The sum of the first ten terms of a linear sequence is 60 and the sum of the first fifteen terms of the sequence is 165.find the 18th term of the sequence.

10/2 (2a+9d) = 60

15/2 (2a+14d) = 165

2a+9d = 12
2a+14d = 22

5d = 10
d=2
so, a = -3

-3 + 17*2 = 31

The kth number kan be written a1+(k-1)d, d difference. The sum of the ten first is a1+a1+d+a1+2d+a1+3d+…+a1+9 and by looking at the a1 and d separately we get 10a1+(1+2+3+…+9)d=10a1+(9*10)/2=10a1+45d=60 using an arithmetic sum. Similarly, we get for the other sum 15a1+(14*15)/2*d=15a1+105d=165. Now divide by 5 and we have the equations 2a1+9d=12 (*) and 3a1+21d=33. Multiplying the first equation by 3 and the other by 2 we get 6a1+27d=36 and 6a1+42d=66. Subtracting of the a1 we obtain 15d=30 or d=2 which in (*) yields a1=-3. Now we can compute the 18th term as a18=a1+17d=-3+17*2=31. Answer: 31

To find the 18th term of the sequence, we need to first determine the common difference of the linear sequence.

Let's denote the first term as "a" and the common difference as "d".
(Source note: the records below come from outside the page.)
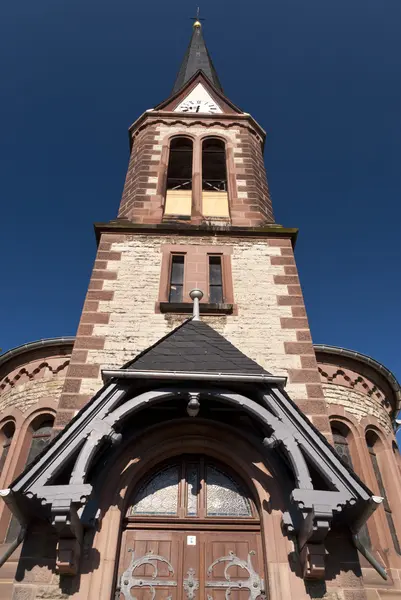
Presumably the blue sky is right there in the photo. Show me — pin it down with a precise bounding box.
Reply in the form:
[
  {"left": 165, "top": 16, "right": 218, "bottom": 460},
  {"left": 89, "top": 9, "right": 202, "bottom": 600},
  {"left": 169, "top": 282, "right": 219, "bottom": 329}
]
[{"left": 0, "top": 0, "right": 401, "bottom": 392}]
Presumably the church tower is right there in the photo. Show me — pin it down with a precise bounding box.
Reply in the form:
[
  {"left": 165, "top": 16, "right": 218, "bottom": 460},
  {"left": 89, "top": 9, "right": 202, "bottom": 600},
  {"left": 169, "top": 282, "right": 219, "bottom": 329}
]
[
  {"left": 0, "top": 19, "right": 401, "bottom": 600},
  {"left": 56, "top": 20, "right": 330, "bottom": 435}
]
Given that the sum of the first ten terms of the sequence is 60, we can use the formula for the sum of an arithmetic series:

S10 = (n/2)(2a + (n-1)d) = 60

Substituting the given values, we have:

10/2 * (2a + (10-1)d) = 60
5 * (2a + 9d) = 60
10a + 45d = 60

Similarly, the sum of the first fifteen terms of the sequence is 165, so we have:

S15 = (n/2)(2a + (n-1)d) = 165

Substituting the values:

15/2 * (2a + (15-1)d) = 165
7.5 * (2a + 14d) = 165
15a + 105d = 165

Now we have a system of two equations with two variables:

10a + 45d = 60 (equation 1)
15a + 105d = 165 (equation 2)

We can solve this system of equations using substitution or elimination method.

Multiply equation 1 by 3 and equation 2 by -2 to get an equal coefficient for "a":

30a + 135d = 180 (equation 3)
-30a - 210d = -330 (equation 4)

Add equations 3 and 4 to eliminate "a":

-75d = -150
d = 2

Substituting the value of "d" back into equation 1:

10a + 45(2) = 60
10a + 90 = 60
10a = -30
a = -3

Now that we have found the values of "a" and "d" as -3 and 2 respectively, we can use the formula for the nth term of an arithmetic sequence to find the 18th term:

an = a + (n - 1)d

Substituting the values:

a18 = -3 + (18 - 1)(2)
a18 = -3 + (17)(2)
a18 = -3 + 34
a18 = 31

Therefore, the 18th term of the sequence is 31.

To find the 18th term of the sequence, we first need to find the common difference (d) and the first term (a) of the sequence.

Let's start by using the given information. We know that the sum of the first ten terms is 60. This means that:

(a + (a + d) + (a + 2d) + ... + (a + 9d)) = 60 ----> Equation 1

Similarly, the sum of the first fifteen terms is given as 165. This means that:

(a + (a + d) + (a + 2d) + ... + (a + 14d)) = 165 ----> Equation 2

To find the common difference (d) and the first term (a), we can subtract Equation 1 from Equation 2, which gives:

((a + (a + d) + (a + 2d) + ... + (a + 14d)) - (a + (a + d) + (a + 2d) + ... + (a + 9d))) = 165 - 60

Simplifying this equation gives:

(a + 14d - a - 9d) = 105

5d = 105

Now, we can solve for d by dividing both sides of the equation by 5:

d = 105 / 5

d = 21

We have now found the common difference, which is 21.

To find the first term (a), we can substitute d = 21 back into Equation 1 or Equation 2. Let's use Equation 1:

(a + (a + 21) + (a + 2*21) + ... + (a + 9*21)) = 60

Simplifying this equation gives:

(10a + 9d + 8d + ... + 7d) = 60

(10a + 9d + 8d + ... + 7d) = 60

(10a + 21 + 21 + ... + 21) = 60

(10a + 21*9) = 60

10a + 189 = 60

10a = 60 - 189

10a = -129

a = -129 / 10

a = -12.9

Therefore, the first term (a) of the sequence is -12.9 and the common difference (d) is 21.

Now, we can find the 18th term (T18) using the formula for the nth term of an arithmetic sequence:

Tn = a + (n - 1) * d

Substituting the values we have found:

T18 = -12.9 + (18 - 1) * 21

T18 = -12.9 + 17 * 21

T18 = -12.9 + 357

T18 = 344.1

Therefore, the 18th term of the sequence is 344.1.